A new study by Riess et al seems to have confirmed that something, once again, is wrong with the BBT model.
https://iopscience.iop.org/article/10.3847/2041-8213/ad1ddd
Part of the problem lies with the earlier mistake made by him and others in their nobel prize winning paper of 1998. They realised back then that the lightcurves of distant SN1a were too “dim” to be explained by the BBT. So to get around this massive failure of their BBT model they added another pre-copernican fix to their preferred model of expansion. And called this fix ‘acceleration’.
What they failed to take into account is the fact that a non expanding model of the universe predicts that these distant SN1a will not have *time dilated* afterglow lightcurves. And thus the SN1a afterglow is predicted to appear to be fainter post peak fluence in a non expanding model than is predicted in an expanding model.
And...this is exactly what is observed in Riess et al’s 1998 data. Far from confirming the BBT with an added fix of acceleration, what they actually did was confirm the non expanding models predictions and proved that the universe isn’t expanding at all.
And so now this failure to understand the data by Big Bang theorists in 1998 has come home to haunt them again. Riess has just confirmed once again that the BBT is a failed model. And that once again Riess’s data shows the universe isn’t expanding. Except this time he can’t think of an easy excuse. Although its apparent he still doesn’t blame the BBT model. And instead says that somehow there must be new physics. New fantasies to cover up old fantasies failures is what he really means.

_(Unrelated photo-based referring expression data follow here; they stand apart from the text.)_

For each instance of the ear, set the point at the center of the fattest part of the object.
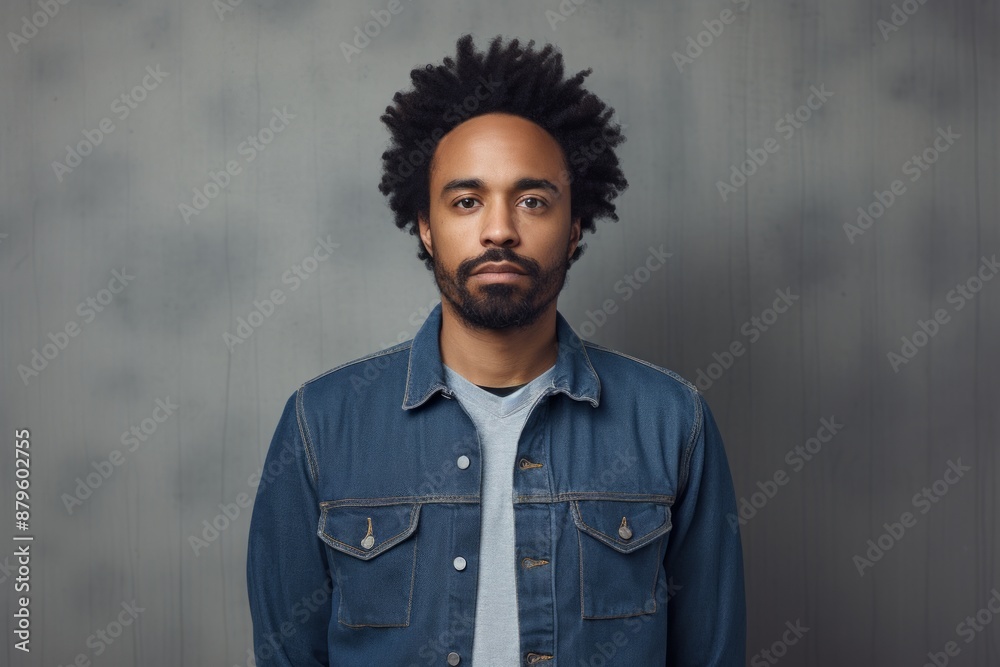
(425, 233)
(575, 232)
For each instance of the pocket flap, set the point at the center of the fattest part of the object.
(603, 519)
(346, 527)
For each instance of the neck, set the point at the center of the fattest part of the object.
(498, 358)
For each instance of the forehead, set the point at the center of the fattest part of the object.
(496, 146)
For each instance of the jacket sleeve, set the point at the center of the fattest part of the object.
(706, 617)
(288, 582)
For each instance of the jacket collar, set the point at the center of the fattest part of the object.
(574, 375)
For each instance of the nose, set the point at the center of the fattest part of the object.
(499, 225)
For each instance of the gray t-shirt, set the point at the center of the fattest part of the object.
(499, 420)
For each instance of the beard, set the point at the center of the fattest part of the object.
(502, 305)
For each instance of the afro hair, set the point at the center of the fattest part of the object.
(508, 79)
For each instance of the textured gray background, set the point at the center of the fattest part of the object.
(162, 337)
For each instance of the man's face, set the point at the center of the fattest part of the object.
(497, 195)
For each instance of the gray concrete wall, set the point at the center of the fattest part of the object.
(63, 234)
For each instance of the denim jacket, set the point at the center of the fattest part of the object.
(370, 492)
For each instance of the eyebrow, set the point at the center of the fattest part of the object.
(519, 186)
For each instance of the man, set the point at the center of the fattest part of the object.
(497, 492)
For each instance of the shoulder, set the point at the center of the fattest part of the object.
(648, 385)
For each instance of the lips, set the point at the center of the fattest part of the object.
(492, 267)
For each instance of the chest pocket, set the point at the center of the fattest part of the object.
(373, 557)
(621, 553)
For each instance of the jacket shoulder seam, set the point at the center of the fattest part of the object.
(666, 371)
(698, 418)
(304, 434)
(389, 350)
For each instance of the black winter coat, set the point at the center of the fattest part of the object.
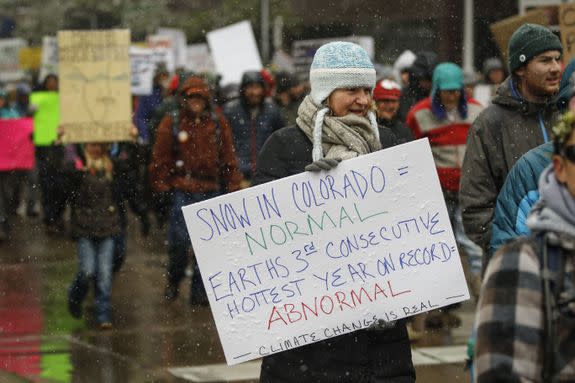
(362, 356)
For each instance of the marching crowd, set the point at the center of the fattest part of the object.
(503, 147)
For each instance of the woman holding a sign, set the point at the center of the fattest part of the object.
(335, 122)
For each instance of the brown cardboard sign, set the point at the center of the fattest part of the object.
(503, 29)
(567, 27)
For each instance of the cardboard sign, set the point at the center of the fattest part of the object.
(567, 26)
(316, 255)
(503, 29)
(235, 51)
(16, 146)
(49, 57)
(46, 117)
(304, 50)
(95, 85)
(165, 44)
(180, 45)
(10, 59)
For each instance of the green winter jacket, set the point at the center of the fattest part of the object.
(499, 136)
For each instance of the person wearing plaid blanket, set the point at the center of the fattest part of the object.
(525, 317)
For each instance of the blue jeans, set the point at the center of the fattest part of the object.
(95, 263)
(179, 241)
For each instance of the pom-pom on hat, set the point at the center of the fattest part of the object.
(339, 65)
(386, 90)
(528, 41)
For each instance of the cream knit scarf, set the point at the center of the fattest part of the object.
(337, 137)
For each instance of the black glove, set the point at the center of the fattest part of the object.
(323, 164)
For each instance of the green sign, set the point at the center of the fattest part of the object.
(46, 117)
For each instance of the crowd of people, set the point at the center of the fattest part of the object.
(503, 147)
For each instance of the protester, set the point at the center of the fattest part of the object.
(193, 158)
(525, 313)
(50, 161)
(287, 96)
(445, 118)
(419, 84)
(335, 123)
(518, 120)
(386, 95)
(253, 119)
(95, 222)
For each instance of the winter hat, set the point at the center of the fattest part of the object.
(528, 41)
(386, 90)
(447, 76)
(252, 77)
(195, 85)
(339, 65)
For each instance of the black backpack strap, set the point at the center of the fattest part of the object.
(552, 273)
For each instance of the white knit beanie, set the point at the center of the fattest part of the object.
(338, 65)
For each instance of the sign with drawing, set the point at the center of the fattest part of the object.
(95, 97)
(316, 255)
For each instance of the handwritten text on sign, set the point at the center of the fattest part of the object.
(318, 255)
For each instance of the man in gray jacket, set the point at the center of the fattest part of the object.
(519, 119)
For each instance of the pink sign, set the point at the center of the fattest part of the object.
(16, 146)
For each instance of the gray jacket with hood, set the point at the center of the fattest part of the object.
(500, 135)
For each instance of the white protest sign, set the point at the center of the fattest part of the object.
(180, 45)
(317, 255)
(49, 57)
(199, 59)
(9, 60)
(235, 51)
(142, 70)
(164, 44)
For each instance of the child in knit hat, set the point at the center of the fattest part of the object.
(335, 122)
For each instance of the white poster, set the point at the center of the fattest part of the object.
(317, 255)
(199, 59)
(49, 57)
(9, 59)
(164, 44)
(180, 44)
(235, 51)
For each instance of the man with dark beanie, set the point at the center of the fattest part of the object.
(519, 119)
(253, 119)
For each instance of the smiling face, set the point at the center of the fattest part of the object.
(350, 101)
(564, 165)
(540, 78)
(449, 98)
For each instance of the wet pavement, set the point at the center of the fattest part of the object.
(151, 341)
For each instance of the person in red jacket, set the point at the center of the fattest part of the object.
(445, 118)
(193, 158)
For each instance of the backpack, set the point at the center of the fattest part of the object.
(552, 263)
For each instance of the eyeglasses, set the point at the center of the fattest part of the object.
(569, 153)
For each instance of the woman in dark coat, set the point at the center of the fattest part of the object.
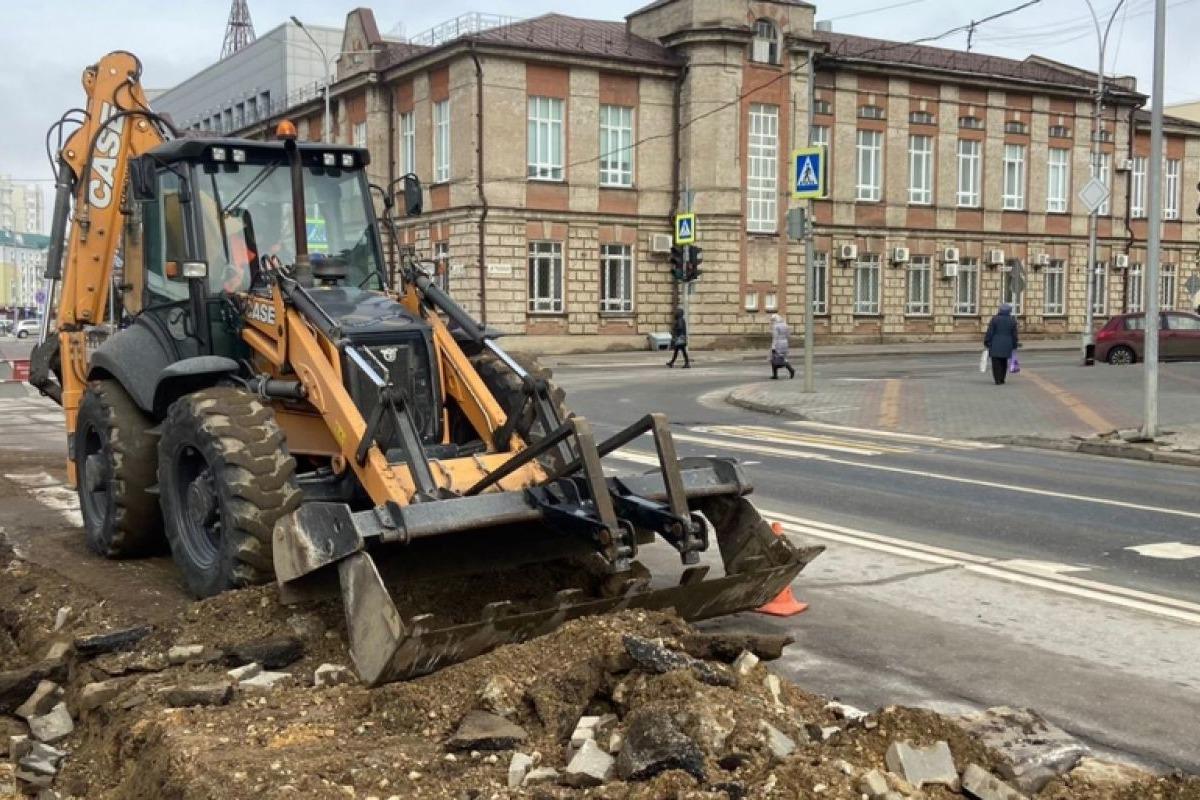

It is worth pointing out here the oft repeated claim made by BBT supporters that SN1a lightcurves show time dilation and confirm the BBT model. When using chi^2 fitting methods to match observed SN1a data to theoretical time dilated templates . Knop et al 2003 being one example.

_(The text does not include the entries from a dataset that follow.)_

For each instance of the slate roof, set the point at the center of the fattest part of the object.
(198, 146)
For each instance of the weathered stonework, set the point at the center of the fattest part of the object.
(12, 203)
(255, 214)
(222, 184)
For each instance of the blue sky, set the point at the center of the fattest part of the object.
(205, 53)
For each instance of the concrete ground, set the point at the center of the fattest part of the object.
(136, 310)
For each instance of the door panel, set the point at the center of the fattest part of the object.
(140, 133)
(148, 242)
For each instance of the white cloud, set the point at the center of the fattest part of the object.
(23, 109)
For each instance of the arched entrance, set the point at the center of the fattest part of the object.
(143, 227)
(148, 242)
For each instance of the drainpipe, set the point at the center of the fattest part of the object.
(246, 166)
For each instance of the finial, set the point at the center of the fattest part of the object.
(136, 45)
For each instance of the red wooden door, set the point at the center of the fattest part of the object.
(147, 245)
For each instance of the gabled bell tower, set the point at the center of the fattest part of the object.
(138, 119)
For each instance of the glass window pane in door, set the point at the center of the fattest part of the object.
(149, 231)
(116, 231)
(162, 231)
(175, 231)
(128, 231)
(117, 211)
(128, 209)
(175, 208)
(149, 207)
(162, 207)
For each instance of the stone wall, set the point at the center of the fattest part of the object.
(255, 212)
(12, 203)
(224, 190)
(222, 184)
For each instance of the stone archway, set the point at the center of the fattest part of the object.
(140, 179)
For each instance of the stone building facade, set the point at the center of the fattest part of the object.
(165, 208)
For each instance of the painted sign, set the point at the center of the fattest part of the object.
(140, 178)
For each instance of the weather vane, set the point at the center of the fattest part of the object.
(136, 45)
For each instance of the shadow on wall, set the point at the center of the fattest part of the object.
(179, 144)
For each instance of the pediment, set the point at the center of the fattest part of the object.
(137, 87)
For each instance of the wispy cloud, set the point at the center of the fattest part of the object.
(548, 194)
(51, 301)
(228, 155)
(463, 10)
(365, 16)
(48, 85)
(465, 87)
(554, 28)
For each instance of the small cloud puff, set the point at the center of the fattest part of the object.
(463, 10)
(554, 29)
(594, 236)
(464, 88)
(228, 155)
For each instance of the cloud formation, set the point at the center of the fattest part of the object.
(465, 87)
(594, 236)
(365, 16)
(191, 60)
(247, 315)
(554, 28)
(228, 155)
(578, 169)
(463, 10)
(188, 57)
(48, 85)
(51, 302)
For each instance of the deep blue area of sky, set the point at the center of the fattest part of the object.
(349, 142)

https://arxiv.org/abs/astro-ph/0309368
This claim is dubious at best. Because analysis like this fails to do a control test on the SN1a data to see if a chi ^2 match to *non dilated* lightcurve templates can give as good, or even a better match to that of time dilated templates.

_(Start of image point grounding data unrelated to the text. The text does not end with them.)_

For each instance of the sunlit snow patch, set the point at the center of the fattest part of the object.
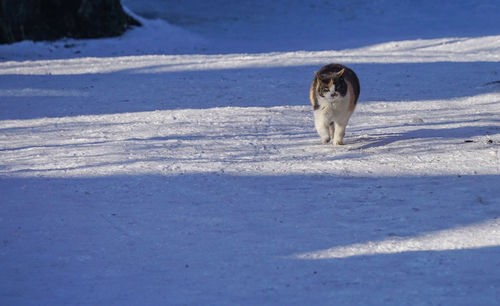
(475, 236)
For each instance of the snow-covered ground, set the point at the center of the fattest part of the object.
(170, 167)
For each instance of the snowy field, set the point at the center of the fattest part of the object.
(178, 164)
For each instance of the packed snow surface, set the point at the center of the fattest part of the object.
(170, 167)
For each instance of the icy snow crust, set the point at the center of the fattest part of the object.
(166, 167)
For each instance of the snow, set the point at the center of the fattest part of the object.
(178, 164)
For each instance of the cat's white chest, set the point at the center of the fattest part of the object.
(336, 109)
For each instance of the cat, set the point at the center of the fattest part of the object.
(334, 93)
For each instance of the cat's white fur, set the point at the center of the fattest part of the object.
(331, 118)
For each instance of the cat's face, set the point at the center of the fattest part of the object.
(331, 86)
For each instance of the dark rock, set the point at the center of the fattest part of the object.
(54, 19)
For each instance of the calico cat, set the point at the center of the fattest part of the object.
(333, 94)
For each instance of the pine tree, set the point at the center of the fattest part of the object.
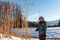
(59, 23)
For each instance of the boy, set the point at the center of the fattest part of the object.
(42, 28)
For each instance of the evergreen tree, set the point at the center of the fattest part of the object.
(59, 23)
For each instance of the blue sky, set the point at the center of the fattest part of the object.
(49, 9)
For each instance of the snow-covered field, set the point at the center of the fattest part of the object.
(53, 32)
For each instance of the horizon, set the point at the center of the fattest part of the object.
(49, 9)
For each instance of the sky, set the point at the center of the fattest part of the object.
(49, 9)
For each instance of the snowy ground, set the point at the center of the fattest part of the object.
(51, 33)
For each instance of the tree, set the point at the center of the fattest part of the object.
(59, 23)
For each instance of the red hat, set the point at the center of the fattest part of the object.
(41, 18)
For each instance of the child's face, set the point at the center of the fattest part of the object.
(41, 19)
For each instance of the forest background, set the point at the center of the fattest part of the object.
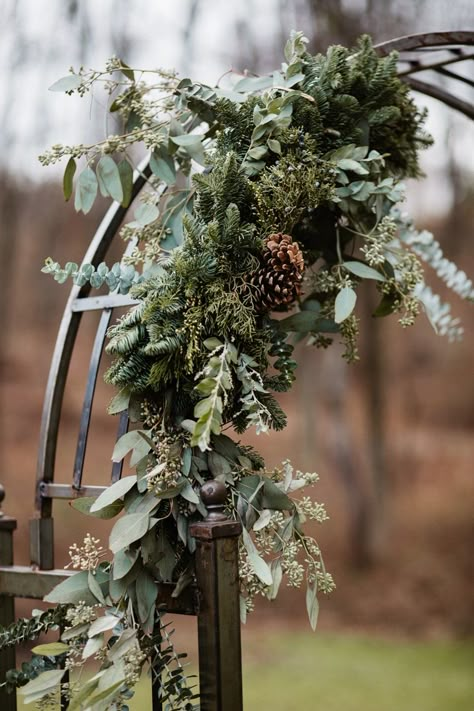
(391, 436)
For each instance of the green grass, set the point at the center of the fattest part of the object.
(355, 674)
(299, 672)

And I have shown quite clearly in my blog page on supernova-light-curves-fit-non.html that yes in fact the same hi-red shifted SN1a data gives at least as good a match to non dilated templates as it does to BBT inspired theoretical time dilated lightcurves. If not better. Considering that to make the SN1a data fit the dilated lightcurve templates, Knop had to arbitrarily fiddle the individual Hubble Space Telescope datapoints by as much as 15 % in luminosity to make a good fit to the expanding BBT models theoretical lightcurve templates.